By Fuxiong
The banana was meant to be eaten, but in telling me his story, Shamsuddoha was waving it and hitting the table with it. It was soon bruised. He was too agitated to eat, particularly when he recounted the moment when he confronted his site manager. “Then who is responsible if accident happening during lifting time?” Shamsuddoha, 32, asked the superior. “But site manager say, ‘I say you general worker, means you general worker. No need for supervisor.'”
That fateful day when Shamsuddoha took a stand probably cost him his job. A few days after that conversation, “office madam” phoned him. That would be on or around 18 June 2014. She told him the company was not going ahead to convert his In-principle Approval into a Work Permit.
He had been in the job just eleven days.
“I ask why cancel,” recounts the experienced Bangladeshi worker who’s been working in Singapore (different companies) for eight years, “but she not really give me reason.”
“I think the company just don’t want me.”

Shamsuddoha’s accreditation badge as lifting supervisor
Shamsuddoha joined the company because the job offered was that of a lifting supervisor — that’s the person who checks that hooks and shackles are properly secured and ensures safety when heavy loads have to be mechanically lifted. He shows me his accreditation badge to prove that he’s qualified for the job, and in fact, he’s been a lifting supervisor before in a previous job.
“I have contract. It say ‘lifting supervisor’,” he emphasises. However, for reasons not clear to him, Hua Xin Construction and Engineering Pte Ltd wanted him to do a general worker’s job — hacking, shovelling and sweeping. Naturally, he was not happy.
He is particularly unhappy because he paid $2,600 to secure this job. He wants his money back. “I inform office: ‘You give me back agent money.’ But they don’t want to return my money. They say they not taking my money.”
“Then company buy ticket for June 23,” he adds. “But how can I go back. I pay so much money and go back no job? I die, like that.”
“I go MOM complain.”
Up to this point in the interview, I have assumed that the ‘agent money’ was paid in Bangladesh and was thus outside Singapore’s jurisdiction. “How do you expect MOM to help you with that?” I ask.
Shamsuddoha corrects me. The money was paid in Singapore, he says, and therefore is very much a matter that MOM can look into, even though the job was arranged through contacts while he was back home in Bangladesh. After eight years in Singapore, he is familiar with the rules. According to him, the middleman was a certain Porimul (spelling based on Shamsuddoha’s pronunciation) who works in a sister company of Hua Xin. Porimul is also a foreign worker.

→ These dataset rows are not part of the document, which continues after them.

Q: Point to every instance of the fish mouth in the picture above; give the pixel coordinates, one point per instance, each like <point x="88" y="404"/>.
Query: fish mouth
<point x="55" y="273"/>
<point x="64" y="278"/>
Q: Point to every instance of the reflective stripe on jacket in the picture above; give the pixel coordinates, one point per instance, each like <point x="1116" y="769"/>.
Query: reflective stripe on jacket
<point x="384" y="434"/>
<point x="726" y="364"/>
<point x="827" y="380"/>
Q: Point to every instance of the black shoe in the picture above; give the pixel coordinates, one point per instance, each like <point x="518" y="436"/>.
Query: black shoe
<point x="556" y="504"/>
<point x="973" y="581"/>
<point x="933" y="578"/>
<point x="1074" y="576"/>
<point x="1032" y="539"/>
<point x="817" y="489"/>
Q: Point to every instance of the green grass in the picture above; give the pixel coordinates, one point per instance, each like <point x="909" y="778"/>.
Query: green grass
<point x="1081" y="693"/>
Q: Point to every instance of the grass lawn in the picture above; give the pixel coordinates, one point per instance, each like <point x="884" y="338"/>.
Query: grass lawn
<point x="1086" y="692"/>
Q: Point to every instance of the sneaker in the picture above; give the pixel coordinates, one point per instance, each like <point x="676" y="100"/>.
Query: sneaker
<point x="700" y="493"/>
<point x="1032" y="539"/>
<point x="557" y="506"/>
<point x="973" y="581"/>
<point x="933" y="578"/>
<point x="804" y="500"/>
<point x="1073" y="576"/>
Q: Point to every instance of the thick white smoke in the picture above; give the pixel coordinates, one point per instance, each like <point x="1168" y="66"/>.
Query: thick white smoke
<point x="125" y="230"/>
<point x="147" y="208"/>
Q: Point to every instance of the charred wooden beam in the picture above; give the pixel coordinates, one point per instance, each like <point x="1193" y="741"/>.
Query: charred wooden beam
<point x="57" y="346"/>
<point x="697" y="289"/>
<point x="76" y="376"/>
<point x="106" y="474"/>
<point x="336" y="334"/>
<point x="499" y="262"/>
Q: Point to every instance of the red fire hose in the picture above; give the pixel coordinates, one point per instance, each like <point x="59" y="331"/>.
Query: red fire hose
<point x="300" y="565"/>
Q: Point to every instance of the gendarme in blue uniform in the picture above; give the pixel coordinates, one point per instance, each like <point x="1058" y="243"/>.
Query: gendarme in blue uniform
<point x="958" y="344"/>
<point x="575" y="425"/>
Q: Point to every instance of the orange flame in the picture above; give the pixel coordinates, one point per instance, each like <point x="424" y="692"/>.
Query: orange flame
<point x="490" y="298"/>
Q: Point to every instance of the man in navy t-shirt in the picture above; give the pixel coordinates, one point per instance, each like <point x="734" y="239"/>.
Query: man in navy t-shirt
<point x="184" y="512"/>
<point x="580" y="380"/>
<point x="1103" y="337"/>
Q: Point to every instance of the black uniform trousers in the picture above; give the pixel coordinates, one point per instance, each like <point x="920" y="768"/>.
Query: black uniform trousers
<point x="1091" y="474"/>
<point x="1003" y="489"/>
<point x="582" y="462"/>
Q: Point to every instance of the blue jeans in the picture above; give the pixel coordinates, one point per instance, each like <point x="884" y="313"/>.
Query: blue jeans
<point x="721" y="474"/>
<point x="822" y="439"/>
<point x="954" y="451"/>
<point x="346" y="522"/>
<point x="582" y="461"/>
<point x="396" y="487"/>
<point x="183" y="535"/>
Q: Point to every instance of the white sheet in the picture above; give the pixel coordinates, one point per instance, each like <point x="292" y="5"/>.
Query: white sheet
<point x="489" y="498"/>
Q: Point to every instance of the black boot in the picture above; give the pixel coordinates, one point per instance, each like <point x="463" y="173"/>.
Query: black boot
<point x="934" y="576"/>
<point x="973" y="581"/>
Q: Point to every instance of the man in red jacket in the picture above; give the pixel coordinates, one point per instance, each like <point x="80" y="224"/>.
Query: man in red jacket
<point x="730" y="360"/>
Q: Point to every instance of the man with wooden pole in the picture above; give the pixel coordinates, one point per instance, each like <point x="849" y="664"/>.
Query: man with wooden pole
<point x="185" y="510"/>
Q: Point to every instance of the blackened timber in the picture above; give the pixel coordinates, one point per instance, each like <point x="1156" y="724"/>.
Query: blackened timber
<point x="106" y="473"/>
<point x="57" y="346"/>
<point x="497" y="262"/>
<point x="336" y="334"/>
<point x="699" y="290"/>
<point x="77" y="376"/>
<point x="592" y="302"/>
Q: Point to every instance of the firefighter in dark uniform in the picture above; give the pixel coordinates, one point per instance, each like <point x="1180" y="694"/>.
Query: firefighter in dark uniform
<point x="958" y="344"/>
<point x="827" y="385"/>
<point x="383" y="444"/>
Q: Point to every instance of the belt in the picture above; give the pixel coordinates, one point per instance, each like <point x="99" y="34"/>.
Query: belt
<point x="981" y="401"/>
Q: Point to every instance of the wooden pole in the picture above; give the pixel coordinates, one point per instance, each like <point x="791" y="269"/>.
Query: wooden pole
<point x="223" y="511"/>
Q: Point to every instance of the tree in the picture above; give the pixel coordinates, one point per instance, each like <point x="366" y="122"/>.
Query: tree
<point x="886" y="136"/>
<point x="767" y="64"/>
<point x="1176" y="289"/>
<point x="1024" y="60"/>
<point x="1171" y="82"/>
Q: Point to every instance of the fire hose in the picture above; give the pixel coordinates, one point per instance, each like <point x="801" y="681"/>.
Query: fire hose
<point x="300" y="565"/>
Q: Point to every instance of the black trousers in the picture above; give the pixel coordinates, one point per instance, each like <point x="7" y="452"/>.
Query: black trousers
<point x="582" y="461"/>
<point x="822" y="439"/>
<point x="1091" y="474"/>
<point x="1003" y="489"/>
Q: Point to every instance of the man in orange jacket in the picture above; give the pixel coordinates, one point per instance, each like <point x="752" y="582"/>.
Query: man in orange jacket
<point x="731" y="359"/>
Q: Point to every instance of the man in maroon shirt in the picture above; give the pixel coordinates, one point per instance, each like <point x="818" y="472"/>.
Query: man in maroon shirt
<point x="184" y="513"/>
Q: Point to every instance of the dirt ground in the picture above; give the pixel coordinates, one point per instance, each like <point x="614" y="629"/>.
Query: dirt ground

Porimul asked for $2.600 to arrange the job. Shamsuddoha then wired the money to a close friend of his named Moshur who is working in Singapore , and asked Moshur to pay Porimul on his behalf. Shamsuddoha is confident that Moshur will confirm to MOM that the money was paid here. “He is same village, my good friend. That’s why I trust him for send money to him.”
It is because Porimul was working in a sister company of Hua Xin that Shamsuddoha believes — and now alleges — that the company benefitted, at least in part, from the $2,600 he remitted. Proving that might be difficult, though. The office denied having received any of that fee.
MOM appears to be taking Shamsuddoha’s complaint seriously. They have opened an investigation into the matter. Meanwhile, they’ve told Shamsuddoha that he can look for a new job to transfer to.
“They give me paper — have five agent name. I call the Ang Mo Kio agent already to ask for job,” he says, finally peeling the wreck of a banana.
In the meantime, it is not clear who is watching out for safety at the worksite.
This story illustrates a rather common situation: that of a worker getting a job through unregistered ‘agents’ who are often themselves foreign workers. The law may require agents to be licensed and to abide by the rules, including (a) one which states that an agent must refund 50% of the fee if an employee is terminated within six months of starting a job and (b) another which states that no fee may exceed one month’s salary for each year of contract duration, but the entire regulatory framework becomes meaningless if informal agents play as large a role as they seem to be doing nowadays.
In Shamsuddoha’s case, rule (b) is surely violated, and unless MOM gets very tough with Porimul, there is a real possibility that Shamsuddoha may not get his 50% refund — rule (a). Any company that uses informal, unlicensed agents should also be taken to task, otherwise there won’t be enough disincentive to change the behaviour of the ultimate source of demand.